Akisha dut battre des cils pour se demander si son oncle était sérieux, ou si c’était une immense blague pince-sans-rire. Mais si, elle n’hallucinait pas ; Kaeleth alla devant une table, ouvrit sa serviette, et offrit à Akisha plein de papiers remplis de comptabilisation de dons et de dîmes prises par les Furies de Khaine à Har Ganeth.
On lui laissait des devoirs de vacances, à elle, une princesse Druchii.
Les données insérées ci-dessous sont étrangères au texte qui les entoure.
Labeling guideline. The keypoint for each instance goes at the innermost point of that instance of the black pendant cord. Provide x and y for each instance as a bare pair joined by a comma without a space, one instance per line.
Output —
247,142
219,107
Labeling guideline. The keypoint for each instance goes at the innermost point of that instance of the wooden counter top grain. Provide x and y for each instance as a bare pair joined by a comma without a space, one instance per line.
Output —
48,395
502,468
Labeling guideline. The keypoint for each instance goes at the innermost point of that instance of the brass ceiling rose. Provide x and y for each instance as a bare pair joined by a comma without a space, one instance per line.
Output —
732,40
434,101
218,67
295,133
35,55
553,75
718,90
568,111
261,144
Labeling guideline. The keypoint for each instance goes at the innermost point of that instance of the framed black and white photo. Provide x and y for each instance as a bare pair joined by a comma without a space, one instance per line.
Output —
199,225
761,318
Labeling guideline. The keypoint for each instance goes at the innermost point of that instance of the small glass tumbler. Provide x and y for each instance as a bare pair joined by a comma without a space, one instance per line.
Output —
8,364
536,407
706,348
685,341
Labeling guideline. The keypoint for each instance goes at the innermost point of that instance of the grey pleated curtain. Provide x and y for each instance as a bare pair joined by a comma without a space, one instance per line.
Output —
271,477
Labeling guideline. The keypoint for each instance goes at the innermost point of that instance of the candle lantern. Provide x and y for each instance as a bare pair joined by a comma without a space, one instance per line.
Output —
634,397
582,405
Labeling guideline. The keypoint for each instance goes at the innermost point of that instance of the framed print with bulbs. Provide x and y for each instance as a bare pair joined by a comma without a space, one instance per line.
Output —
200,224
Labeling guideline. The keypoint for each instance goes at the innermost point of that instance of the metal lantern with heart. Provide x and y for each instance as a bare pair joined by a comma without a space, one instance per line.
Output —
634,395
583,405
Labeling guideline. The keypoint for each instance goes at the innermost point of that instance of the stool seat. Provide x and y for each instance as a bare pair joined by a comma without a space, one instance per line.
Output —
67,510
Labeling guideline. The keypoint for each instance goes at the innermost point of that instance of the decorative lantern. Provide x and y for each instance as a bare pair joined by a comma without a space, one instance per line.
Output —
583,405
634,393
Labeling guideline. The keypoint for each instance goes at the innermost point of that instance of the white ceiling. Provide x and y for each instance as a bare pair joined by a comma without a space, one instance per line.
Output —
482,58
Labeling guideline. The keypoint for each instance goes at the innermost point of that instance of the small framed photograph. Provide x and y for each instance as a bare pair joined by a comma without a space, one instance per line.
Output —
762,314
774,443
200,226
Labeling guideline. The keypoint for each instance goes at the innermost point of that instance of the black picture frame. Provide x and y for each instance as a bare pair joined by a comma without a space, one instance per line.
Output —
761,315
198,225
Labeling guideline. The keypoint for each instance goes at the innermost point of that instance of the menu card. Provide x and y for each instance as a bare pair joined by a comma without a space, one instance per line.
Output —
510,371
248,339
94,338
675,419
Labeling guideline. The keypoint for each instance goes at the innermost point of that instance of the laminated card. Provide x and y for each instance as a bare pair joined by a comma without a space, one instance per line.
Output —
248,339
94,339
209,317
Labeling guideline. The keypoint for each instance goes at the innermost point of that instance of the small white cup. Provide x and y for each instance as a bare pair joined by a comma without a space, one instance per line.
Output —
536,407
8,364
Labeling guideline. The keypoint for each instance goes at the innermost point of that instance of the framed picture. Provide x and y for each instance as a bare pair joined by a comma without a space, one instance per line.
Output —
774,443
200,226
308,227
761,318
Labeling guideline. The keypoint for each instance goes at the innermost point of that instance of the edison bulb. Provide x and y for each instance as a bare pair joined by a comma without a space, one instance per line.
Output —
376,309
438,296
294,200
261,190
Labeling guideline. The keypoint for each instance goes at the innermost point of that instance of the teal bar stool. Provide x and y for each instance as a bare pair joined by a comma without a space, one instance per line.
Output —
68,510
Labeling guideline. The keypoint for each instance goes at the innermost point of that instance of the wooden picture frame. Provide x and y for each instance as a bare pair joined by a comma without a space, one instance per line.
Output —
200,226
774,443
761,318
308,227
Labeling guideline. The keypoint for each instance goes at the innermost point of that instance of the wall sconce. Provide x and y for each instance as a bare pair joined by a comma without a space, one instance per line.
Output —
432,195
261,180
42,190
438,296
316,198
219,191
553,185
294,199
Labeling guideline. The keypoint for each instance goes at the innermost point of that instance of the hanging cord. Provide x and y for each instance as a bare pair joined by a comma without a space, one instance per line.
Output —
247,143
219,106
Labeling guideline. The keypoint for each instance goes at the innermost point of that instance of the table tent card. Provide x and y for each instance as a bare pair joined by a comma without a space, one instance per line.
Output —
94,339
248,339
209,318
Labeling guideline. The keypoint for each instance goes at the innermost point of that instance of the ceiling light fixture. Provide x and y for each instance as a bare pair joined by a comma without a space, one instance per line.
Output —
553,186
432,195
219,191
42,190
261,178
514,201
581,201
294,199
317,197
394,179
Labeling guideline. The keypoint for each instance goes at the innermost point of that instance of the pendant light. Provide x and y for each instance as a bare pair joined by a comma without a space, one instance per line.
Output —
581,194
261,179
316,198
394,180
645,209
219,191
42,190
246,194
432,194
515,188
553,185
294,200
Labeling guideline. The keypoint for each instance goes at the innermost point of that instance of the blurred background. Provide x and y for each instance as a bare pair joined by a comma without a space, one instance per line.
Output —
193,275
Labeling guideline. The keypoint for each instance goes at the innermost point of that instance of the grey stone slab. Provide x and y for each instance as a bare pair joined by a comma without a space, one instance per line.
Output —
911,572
Au moins, il était vrai que ça allait l’occuper. Parce qu’il n’y avait vraiment rien à faire là où elle était. Les deux esclaves qu’on lui avait confié étaient choisis pour leur loyauté et leur sérieux, pas parce qu’ils étaient jolis ou amusants — ils n’avaient ni don pour les arts, ni la science, ni la conversation, juste deux bêtes singes qui s’occupaient des repas, du ménage et de la lessive. Quand elle voulait tirer sur un des rideaux pour regarder l’arsenal, et percevoir ainsi les grands bateaux quittant l’océan ou les foules de manœuvres qui allaient au chantier en rang, Magnouvac surgissait pour lui conseiller de remettre en place le rideau, car il ne fallait pas tenter Khaine et un éventuel tireur d’élite. Pour l’heure, la seule chose accordée à Akisha, c’étaient des vêtements : une bête robe blanche toute simple pour la recouvrir.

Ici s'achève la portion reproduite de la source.